Si usted es penquista (o ha
estado en la zona el tiempo necesario para saber que una “pastilla” puede ser un dulce o golosina), coincidirá conmigo en que Concepción es una ciudad donde abundan las
rarezas. Si no es así, considere nuestro particular clima pseudo-tropical; el
río del que tanto hablamos y nos enorgullecemos, pero que nunca vemos; la
curiosa cercanía entre Lautaro y Pedro de Valdivia en plena Plaza de la
Independencia; las “tulipas”… (Para lo último, creo que no se necesita mayor
explicación).
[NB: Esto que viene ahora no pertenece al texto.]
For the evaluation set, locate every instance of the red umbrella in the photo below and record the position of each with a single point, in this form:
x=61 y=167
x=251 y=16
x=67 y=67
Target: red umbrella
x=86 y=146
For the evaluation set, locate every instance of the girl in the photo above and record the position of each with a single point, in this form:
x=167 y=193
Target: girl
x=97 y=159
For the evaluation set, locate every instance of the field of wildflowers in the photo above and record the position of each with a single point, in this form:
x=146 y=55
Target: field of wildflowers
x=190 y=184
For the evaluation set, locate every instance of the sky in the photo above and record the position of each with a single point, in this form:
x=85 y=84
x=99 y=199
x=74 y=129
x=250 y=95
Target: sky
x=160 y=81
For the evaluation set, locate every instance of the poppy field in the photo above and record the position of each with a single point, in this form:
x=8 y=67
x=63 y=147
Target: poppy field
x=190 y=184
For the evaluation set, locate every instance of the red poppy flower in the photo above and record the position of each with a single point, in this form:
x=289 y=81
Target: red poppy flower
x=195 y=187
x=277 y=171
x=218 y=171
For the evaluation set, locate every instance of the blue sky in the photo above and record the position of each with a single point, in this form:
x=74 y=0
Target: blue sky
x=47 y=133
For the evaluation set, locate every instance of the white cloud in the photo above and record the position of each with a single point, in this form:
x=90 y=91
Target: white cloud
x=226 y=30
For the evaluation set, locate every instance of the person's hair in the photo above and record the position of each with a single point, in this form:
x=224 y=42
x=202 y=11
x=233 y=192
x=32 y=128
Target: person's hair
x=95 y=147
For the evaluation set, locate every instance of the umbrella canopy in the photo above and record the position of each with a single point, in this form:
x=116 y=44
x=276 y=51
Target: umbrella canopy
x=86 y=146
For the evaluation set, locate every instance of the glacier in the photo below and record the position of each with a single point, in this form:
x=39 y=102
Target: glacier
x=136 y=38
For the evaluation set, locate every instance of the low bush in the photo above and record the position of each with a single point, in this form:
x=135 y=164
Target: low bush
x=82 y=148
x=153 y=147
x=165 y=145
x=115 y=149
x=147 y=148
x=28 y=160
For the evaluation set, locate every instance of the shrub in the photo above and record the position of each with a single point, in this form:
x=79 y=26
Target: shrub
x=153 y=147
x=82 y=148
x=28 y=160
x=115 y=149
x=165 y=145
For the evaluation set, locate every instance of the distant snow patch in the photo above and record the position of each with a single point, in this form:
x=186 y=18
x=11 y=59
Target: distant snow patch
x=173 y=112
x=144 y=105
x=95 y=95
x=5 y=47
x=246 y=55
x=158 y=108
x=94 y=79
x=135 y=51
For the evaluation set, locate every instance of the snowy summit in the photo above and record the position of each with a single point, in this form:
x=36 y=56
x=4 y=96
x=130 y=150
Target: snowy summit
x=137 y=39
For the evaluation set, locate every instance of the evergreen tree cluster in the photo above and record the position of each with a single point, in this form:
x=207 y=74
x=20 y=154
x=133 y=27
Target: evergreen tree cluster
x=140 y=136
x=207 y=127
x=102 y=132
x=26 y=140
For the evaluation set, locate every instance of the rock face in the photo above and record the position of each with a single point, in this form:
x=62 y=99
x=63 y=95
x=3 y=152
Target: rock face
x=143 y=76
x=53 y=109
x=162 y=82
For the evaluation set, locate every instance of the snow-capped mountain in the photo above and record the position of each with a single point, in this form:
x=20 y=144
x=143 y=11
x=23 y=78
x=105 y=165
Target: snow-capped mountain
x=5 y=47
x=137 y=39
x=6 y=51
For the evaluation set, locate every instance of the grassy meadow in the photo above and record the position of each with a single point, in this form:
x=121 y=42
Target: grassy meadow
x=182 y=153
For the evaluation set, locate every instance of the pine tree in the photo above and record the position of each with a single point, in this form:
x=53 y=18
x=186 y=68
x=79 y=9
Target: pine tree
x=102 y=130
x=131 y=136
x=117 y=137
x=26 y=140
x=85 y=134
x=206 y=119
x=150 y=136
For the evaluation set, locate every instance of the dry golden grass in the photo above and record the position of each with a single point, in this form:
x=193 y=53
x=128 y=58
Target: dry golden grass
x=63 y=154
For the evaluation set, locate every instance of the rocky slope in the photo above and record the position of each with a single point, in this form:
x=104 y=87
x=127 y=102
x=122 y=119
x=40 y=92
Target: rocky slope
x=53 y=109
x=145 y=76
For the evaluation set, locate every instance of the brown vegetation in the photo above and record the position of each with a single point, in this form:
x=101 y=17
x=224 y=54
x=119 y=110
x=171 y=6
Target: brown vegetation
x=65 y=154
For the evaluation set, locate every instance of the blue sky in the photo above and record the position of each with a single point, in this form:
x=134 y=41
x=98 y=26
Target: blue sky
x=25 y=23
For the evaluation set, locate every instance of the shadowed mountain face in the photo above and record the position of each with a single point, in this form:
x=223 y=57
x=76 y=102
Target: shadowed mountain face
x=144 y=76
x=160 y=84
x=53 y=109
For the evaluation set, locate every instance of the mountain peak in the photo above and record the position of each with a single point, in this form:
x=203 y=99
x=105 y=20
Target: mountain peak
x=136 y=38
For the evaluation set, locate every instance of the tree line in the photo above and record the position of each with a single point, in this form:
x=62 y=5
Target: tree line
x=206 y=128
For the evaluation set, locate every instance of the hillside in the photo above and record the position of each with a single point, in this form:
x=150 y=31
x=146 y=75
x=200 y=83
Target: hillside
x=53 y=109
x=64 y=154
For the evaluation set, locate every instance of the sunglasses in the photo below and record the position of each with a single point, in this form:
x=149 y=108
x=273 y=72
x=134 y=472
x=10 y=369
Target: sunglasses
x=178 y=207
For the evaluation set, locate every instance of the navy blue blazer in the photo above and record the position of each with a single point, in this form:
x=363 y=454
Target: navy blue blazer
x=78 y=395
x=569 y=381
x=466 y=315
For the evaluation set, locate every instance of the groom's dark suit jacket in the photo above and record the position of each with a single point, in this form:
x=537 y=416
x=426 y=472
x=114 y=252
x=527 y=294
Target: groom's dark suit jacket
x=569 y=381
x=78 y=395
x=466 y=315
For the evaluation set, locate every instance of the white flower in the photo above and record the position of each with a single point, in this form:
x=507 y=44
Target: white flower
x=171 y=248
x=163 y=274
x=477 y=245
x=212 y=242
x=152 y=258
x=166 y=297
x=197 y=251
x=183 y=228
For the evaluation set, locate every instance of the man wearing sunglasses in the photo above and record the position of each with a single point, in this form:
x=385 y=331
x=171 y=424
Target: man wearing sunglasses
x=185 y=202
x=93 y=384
Y, entre tanta rareza junta, no es difícil vislumbrar que el verano en Concepción
también presenta rasgos bastante cuáticos,
que nos demuestran que #TropiConce no se toma vacaciones.
Personalmente,
creo que el verdadero verano comienza la
semana posterior al Año Nuevo, bordeando la mitad del mes de enero, ya que
es allí cuando se juntan las vacaciones de la mayoría de los trabajadores con
el término de las actividades universitarias. Desde ese entonces, y hasta la última semana de febrero, el día a día penquista parece ser como un
clásico domingo por la tarde, lo que algunos catalogan comprensiblemente
como algo fome. Por supuesto, en una temporada plagada de imágenes de
sol, playas, mar y diversión, un paseo por Barros Arana o en una UdeC casi
vacía no parecen panoramas muy estimulantes. Es allí donde aparecen las visitas a los malls, o, si se tiene más presupuesto, a las playas de la zona (principalmente para comer, a menos que sea valiente y pueda soportar nuestro gélido mar).